Чтение онлайн

ЖАНРЫ

т.2. Проза и драматургия
Шрифт:

— А кто вы по профессии?

— Экскаваторщик. Учусь на втором курсе университета на истфаке.

— Пишете стихи?

— Нет, — засмеялся Чуприков, — куда мне. Просто люблю их. И все.

— А зачем вам пять экземпляров мартыновского сборника?

— Для ребят.

— Каких ребят?

— Наших, с плато.

— Им нужны стихи? — вырвалось у Аксаута.

— А как же, — серьезно сказал Чуприков. — Так пришлете?

— Умру! — весело сказал Аксаут и стукнул кулаком по столу.

— Это ни к чему, — сказал Чуприков. — Сначала пришлите!

Почти ослепший от синего света, постаревший на пять лет, измученный, словно семейным скандалом, Аксаут решил не перечитывать написанного (знал, что

сейчас все понравится, а завтра — другое дело), добрался до своего мешка и тут же заснул.
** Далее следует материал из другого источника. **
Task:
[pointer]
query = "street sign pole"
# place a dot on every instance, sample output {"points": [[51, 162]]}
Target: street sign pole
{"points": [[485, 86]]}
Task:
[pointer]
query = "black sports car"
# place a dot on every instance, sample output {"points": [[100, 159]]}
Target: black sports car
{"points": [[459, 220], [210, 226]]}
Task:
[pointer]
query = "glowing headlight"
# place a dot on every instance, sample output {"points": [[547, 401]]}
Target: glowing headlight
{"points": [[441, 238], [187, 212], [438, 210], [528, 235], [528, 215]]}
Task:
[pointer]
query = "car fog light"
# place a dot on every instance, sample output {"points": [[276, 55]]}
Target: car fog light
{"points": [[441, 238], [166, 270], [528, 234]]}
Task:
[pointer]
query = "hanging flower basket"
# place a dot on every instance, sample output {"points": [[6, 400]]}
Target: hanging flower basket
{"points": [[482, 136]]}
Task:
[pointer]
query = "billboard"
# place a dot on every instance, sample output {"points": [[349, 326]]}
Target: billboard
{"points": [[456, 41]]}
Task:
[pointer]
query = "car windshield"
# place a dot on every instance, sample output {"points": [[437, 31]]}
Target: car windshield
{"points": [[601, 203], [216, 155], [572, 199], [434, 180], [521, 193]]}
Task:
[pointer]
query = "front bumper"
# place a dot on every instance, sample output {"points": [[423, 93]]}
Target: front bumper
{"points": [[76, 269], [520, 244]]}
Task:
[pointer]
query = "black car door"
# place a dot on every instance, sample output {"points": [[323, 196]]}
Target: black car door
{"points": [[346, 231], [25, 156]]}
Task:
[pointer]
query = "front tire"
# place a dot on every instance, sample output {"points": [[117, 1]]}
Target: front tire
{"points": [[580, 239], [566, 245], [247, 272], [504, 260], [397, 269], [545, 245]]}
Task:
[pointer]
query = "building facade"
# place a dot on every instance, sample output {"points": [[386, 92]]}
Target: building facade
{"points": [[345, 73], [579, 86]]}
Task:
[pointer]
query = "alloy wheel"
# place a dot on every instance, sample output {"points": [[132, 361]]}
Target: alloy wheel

Ему предстояло пробыть наверху еще пять дней. За эти дни он так ни разу и не увидел самого плато, потому что из пяти состояний погоды, которые когда-либо здесь наблюдались, функционировали только три средних состояния и не было ничего видно. Он подружится с Зайчуком и очень будет жалеть о том, что на плато сухой закон. Здесь, на плато, он напишет жене самое трогательное за всю их жизнь письмо. С ним хорошо поладят ребята, и он будет долго прощаться со всеми у «людских» тракторных саней, и летящий снег по всей дороге вниз будет стучать в его капюшон, как разлука. Он пройдет по улицам уже как будто давно знакомого города, и совершенно неизвестный человек остановит его и спросит: «Как там наверху?» И Аксаут ответит: «Дует…»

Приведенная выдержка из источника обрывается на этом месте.